We Are Not Ourselves(47)



When Connell called from a pay phone and said they were ten minutes away, she was surprised to find herself seized by terror. She passed the news to the living room, which filled with that clamor particular to a crowd silencing itself. A quiet grew louder than the din that had preceded it; she could almost hear her pulse in its murky depths. She moved through the wall of people to be near enough for him to see her when he entered.

As Ed stepped into the room, Eileen closed her eyes, obeying a strange compulsion not to look at his face. A frenzied chorus rang out around her. When she opened her eyes, she saw him beaming and being passed from person to person, shouting as he encountered every new face—shouts like war whoops that could have been either exultant or lunatic. He was red with excitement, and sweat was gathering on him. As she moved close to hug him, she heard him whoop the way he had for the others, as though he hadn’t seen her in years. His whoops went on; they wouldn’t die down. He greeted each successive person with the same ecstatic disbelief.

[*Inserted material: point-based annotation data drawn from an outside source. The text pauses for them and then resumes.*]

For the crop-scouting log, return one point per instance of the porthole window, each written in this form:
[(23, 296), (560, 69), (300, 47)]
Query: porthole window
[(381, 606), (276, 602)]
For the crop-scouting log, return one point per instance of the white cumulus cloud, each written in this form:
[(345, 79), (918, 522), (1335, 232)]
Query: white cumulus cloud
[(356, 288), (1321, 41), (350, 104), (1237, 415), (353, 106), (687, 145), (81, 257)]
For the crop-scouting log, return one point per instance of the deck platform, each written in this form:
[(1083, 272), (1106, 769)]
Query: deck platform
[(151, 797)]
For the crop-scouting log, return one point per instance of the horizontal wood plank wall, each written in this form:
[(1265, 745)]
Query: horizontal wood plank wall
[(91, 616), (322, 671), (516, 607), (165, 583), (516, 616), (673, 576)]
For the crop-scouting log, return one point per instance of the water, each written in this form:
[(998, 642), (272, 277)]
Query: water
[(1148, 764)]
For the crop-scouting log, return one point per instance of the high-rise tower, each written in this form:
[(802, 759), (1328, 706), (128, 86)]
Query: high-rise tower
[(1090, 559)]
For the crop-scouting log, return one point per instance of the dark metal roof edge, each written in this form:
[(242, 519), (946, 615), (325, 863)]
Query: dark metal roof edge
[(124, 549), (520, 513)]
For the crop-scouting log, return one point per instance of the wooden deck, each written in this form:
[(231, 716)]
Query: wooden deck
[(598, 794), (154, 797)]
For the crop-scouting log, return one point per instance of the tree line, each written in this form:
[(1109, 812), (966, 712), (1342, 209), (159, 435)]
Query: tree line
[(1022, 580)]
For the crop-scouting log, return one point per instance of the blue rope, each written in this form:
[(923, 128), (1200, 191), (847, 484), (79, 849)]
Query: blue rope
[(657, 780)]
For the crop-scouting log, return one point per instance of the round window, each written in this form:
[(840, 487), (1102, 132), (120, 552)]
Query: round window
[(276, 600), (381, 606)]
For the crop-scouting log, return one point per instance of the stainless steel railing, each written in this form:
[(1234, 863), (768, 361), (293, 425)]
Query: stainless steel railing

She was afraid to leave him, afraid to stay. She saw him engulfed in friends’ arms and ducked into the kitchen to get him a drink. When she returned he was miming his own shock for them over and over. She didn’t want anyone else to notice the unconvincing mirth in his performance. She shouted to Connell to cue the stereo. Ed was ushered into the dining room. In the mirror she tried to look at other people’s reactions but was inexorably drawn back to her husband’s expressions. When he saw his brother Phil in from Toronto, he let out a howl that sounded like that of a dying animal. She reached for a tray of hors d’oeuvres to pass. The food smells were mingling successfully; no trace of dust came off any surface she touched; nothing was out of place. The only messes were the ones guests were making themselves—someone bumped into the punch bowl and sent a couple of crystal mugs crashing to the floor—and for those she had great patience.

She poured herself a glass of wine and drifted into the living room, where she gave herself over to conversation. Behind the timbre of any individual voice lay the lovely murmur of the group, but she couldn’t distract herself from the thought of her husband’s frenzied surprise, and she went in search of him.

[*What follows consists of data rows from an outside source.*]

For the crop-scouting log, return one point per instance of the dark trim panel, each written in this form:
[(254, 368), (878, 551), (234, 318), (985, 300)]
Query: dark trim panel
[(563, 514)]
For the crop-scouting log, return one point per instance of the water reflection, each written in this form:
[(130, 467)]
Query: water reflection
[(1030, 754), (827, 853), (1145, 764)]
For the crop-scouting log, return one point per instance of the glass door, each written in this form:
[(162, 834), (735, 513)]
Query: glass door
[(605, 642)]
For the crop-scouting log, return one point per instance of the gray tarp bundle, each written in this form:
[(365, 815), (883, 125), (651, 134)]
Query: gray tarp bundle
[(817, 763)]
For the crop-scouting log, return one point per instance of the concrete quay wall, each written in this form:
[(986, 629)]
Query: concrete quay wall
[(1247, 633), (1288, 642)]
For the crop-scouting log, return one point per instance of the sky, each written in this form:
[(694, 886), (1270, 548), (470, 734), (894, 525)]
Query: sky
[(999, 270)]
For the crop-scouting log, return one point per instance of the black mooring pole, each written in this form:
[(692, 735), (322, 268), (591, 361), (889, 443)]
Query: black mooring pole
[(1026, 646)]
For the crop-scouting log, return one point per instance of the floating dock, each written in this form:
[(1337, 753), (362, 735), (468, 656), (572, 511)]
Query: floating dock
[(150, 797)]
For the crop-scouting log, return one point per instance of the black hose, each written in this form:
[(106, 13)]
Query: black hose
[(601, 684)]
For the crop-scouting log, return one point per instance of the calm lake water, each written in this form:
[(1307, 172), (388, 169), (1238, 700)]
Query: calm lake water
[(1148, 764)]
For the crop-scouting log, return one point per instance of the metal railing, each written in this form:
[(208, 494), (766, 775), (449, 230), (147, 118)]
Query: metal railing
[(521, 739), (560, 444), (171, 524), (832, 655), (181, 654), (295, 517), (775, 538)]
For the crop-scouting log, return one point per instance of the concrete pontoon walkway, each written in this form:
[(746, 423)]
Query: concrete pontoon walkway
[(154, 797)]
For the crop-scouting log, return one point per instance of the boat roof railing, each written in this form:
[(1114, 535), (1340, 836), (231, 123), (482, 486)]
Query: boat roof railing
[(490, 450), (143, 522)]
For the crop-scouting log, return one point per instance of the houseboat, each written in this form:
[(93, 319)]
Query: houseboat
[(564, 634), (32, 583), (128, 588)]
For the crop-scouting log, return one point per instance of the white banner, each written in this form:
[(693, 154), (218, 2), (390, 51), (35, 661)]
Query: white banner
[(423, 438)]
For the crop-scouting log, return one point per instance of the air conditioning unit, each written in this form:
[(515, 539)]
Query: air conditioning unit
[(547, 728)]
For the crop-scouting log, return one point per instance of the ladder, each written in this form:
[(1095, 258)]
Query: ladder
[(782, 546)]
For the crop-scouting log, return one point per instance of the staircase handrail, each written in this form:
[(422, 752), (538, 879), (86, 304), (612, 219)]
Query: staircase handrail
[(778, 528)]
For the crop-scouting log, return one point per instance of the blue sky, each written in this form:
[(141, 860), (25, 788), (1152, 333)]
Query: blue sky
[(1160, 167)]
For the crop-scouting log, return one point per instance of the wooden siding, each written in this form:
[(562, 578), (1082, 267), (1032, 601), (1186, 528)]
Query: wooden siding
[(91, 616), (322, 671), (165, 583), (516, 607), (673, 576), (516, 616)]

She went out on the stoop with Pat and the smokers and the kids, but no one had seen him come outside. The bathroom was locked, but after a little while her aunt Margie came out. She went down to the basement and searched its recesses, where she found no sign of him.

When she got back up to the landing at her back door, instead of heading inside she called up the stairs. There was no response, but she had an instinct to proceed upstairs anyway, and she found him sitting on the flight between the second and third floors, just sitting there, looking directly at her as she approached, in a way that unnerved her, as though he’d been waiting for her to find him. The music and talking muffled through the intervening flight rose and fell in waves, following the rhythm of its own respiration. There had been no dip in the revelry yet.

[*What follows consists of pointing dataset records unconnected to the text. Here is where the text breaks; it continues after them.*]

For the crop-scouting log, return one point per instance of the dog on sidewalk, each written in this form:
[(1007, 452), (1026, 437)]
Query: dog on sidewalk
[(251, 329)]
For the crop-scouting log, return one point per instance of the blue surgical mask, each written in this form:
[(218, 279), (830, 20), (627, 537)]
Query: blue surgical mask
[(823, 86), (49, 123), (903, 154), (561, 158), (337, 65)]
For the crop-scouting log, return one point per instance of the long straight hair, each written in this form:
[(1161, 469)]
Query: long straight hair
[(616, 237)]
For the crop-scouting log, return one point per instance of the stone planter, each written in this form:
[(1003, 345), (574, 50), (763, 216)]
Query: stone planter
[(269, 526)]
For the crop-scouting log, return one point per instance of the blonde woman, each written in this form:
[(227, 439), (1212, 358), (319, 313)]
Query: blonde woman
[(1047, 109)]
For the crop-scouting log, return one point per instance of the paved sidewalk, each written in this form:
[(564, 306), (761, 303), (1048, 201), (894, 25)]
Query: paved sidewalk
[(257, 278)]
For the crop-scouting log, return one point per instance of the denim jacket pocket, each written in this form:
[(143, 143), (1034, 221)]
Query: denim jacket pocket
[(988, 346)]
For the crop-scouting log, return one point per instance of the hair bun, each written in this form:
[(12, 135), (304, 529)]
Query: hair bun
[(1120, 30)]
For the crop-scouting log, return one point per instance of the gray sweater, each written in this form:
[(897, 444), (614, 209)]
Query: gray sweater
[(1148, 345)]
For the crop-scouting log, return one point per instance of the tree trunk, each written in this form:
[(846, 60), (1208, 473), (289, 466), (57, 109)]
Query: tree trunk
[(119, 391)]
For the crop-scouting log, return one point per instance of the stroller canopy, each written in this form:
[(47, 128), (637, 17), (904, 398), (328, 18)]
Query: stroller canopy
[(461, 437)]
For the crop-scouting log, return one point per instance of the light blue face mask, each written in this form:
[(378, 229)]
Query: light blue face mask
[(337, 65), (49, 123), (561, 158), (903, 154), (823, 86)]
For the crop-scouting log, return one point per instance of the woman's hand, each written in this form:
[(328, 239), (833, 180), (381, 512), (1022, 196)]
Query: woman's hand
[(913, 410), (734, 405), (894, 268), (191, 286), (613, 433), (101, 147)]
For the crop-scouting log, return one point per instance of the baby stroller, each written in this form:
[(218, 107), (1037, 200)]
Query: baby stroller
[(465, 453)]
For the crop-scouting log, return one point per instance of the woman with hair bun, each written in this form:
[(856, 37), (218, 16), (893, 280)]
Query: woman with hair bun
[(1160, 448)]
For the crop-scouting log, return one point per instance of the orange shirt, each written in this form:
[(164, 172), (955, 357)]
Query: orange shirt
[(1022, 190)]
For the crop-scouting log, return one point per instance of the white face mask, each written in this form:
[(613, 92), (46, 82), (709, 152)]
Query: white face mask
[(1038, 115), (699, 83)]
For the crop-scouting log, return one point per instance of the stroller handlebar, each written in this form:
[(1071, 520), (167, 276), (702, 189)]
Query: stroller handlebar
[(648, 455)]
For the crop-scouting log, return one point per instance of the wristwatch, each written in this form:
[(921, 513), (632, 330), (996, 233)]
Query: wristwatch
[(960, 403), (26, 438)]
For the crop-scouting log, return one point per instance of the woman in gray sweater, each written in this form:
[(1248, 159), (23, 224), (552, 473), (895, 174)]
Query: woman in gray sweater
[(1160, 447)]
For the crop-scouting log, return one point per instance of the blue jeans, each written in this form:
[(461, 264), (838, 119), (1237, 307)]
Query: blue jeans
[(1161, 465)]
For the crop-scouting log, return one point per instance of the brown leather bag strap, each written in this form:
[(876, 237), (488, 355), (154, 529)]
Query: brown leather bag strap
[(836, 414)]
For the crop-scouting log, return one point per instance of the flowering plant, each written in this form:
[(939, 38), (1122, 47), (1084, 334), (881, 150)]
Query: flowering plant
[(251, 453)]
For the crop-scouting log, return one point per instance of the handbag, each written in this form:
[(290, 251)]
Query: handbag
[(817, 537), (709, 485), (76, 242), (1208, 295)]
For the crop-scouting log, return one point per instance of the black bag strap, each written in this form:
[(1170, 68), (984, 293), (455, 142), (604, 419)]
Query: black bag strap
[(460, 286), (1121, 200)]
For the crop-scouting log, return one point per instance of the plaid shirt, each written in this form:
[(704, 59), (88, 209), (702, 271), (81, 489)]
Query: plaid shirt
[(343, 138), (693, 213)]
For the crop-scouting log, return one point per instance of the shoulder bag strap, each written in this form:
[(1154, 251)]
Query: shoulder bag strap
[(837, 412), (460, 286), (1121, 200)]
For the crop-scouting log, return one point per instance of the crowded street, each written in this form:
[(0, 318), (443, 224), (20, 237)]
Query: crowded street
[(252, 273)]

“Frank wants to take your picture,” she said. “Fiona just got here. I don’t know if you saw her.”

He sat in silence, though he didn’t look away.

“Pat’s only here to see you. He doesn’t go to parties anymore. You should have heard him when I finally got him on the phone. ‘For Ed?’ he said. ‘Sure. Anything.’?”

“Keep him away from the bar,” Ed said.

“He won’t even come inside,” she said, chuckling. “He’s on the stoop.”

She could feel her eyes watering, though she wasn’t consciously sad. “We’re having a real party downstairs,” she said. “It’d be even better if you were there.”

He patted the spot beside him. The gentleness of the gesture touched her, and being moved when she was also angry confused her, so that she wanted to go back down alone, but she gave in, gathered her skirt under her and sat.

“I’m getting old,” he said. “I can feel my body breaking down.”

“You just feel that way because it’s your birthday,” she said. “Everyone gets old.”

“I didn’t expect to see all these people. I thought we’d have a quiet night.”

She looked at him wryly. “Haven’t we had enough quiet nights lately?”

“I don’t even know half these people.”

“You know almost every single one of them,” she said. “There are maybe four people that you’ve never met.”

“Then I don’t remember them.”

“Of course you do. I’ll go around with you and start conversations and you can hear who they are that way.”

He looked away.

“You love parties,” she said. “You grumble and complain that I entertain too often, but once the party’s going, no one enjoys it more than you. Those people are here to see you. I don’t know what to tell them when they ask where you are.”

“Tell them you saw me a second ago in the other room.”

“What’s wrong with you?”

“I’m tired. I can’t tell you how tired I am. I’m tired of standing in front of a bunch of people and being the center of attention. Do you have any idea how much energy that takes? You’re never off. Never. You can never have a bad day. I feel like I’ve been trying to keep all these juggling balls in the air, and I can’t let them hit the ground or something bad will happen. I’d love to just lie down right now.”